The brilliance of Africa is what is usually heralded whilst its innovations are kept under wraps. Africa is usually shown as a follower of world trends whereas it is responsible and led the way in a lot of ways. The African continent is responsible for being trailblazers in a lot of things that we do not acknowledge as often as we should. Here are some of the things we use almost daily that were either discovered or began in Africa before spreading to the rest of the world.
It is served as short and strong by the Italians, Americans serve it filtered but most people’s favourite stimulant was discovered by Kaldi an Ethiopian goat herder in the 9th Century. He noticed how his goats got excited after the nibbling on the coffee berries. He brought the berries to an Islamic monk in a nearby monastery. Today coffee is one of the world’s top stimulants that most people drink daily and it was first discovered in Africa.
The oldest known artwork in the world was discovered in the Bombos Cave in South Africa. It consisted of two pieces of engraved ochre depicting abstract designs and symbols. The world also ignores the influence African art had on globally renowned European artists like Picasso, Matisse, or Kirchner. The early 1900’s African sculpture’s aesthetics became what was described by the Met Museum in New York as, “a powerful influence among European artists who formed an avant-garde in the development of modern art.”
The history of maths can be traced to the Egyptians who created the earliest numeric system on record, and they were also the first civilisation to solve arithmetic equations. Further evidence of early arithmetic was found in Swaziland (Lebombo bone) and the border of Uganda and Zaire (the Ishango bone) both baboon fibulas are the world’s two oldest mathematical objects – the former at least 35,000 years old. The Ishango bone is suspected to be the oldest table of prime numbers.
4. The Calendar
Ancient Egyptians are credited with inventing the earliest calendar system over 5,000 years ago. The calendar system is the one that broke down a year to 365 days. It was heavily reliant on the solar system and flooding of the Nile. It was used to mark lunar events and important festivals. African societies also had an immense knowledge of astronomy which assisted in presenting the movement of the earth, sun, moon, and stars into an organised system. The knowledge of the earth’s movement assisted in the formulation of the calendar. The basis of the modern day calendar can be traced back to the Egyptian efforts over 5,000 years ago.

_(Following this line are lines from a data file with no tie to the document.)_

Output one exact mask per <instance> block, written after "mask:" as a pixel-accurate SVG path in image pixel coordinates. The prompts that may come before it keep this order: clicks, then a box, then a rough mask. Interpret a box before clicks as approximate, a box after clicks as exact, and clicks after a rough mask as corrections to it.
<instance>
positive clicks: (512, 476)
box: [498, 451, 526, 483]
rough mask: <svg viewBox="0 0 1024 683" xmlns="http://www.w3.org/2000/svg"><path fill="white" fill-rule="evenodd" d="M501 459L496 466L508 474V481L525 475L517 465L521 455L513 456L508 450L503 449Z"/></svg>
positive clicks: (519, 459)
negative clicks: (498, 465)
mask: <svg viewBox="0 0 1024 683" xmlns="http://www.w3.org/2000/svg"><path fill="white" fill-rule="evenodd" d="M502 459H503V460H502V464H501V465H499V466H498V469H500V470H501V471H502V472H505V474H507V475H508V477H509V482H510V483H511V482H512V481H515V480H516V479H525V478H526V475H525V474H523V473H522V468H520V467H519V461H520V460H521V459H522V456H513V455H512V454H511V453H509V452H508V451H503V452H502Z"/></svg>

One of the most complex architectural structures ever built is found on the African continent. The west was in awe of the Egyptian pyramids and could not understand how they were built in a time where there were no machines. To undermine the work of Africans they put forth a notion that pyramids were built by Aliens. One of the oldest buildings in the world the Pyramid of Djoser constructed between 2667-2648BC is arguably the earliest highly complex architectural structure in the world.
6. Heart Transplant
Impressive medical feats have been seen in the world, but it is important to identify where some of them were first successful. The first successful human heart transplant was performed at Groote Schuur Hospital in South Africa in 1967 by Christiaan Barnard. An estimated 3,500 heart transplants are performed annually worldwide, all following the footsteps of the first one performed in Africa.
After analysing over 500 languages Dr. Quentin Atkinson found compelling evidence that every language from English to Mandarin evolved from a prehistoric mother tongue first spoken in Africa tens of thousands ago. The findings do not just pinpoint the origin of language to Africa, they also show that speech evolved at least 100,000 years ago, far earlier than previously thought.
8. Medical School
It is common cause that all civilisations discovered how to use some form of medicine the Egyptians are known to be the earliest civilisation to have recorded medical reports and a concrete medical training system. This led to Egyptians executing the earliest known medical surgeries.
Although the later part of industrialisation seemed to be slow on the African continent. Africans began iron smelting before the rest of the world. Archaeological evidence suggests that inhabitants of modern-day Tanzania were able to make carbon steel by at least 500 CE, if not earlier. The secret was in the advanced furnaces created by Africa people of the region which burned hotter whilst using less fuel.
10. Shea Butter
Most people have used soap, lip balm, skin lotion, or even shaving cream that contains shea butter. Shea butter grows in 19 countries across the continent from Senegal in the west to Sudan in the east. Skincare brand L’Occitane calls it “nature’s miracle beauty balm; the perfect quick fix for almost anything.” Shea butter has been in production in Africa in the village of Saouga as early as the 14th century.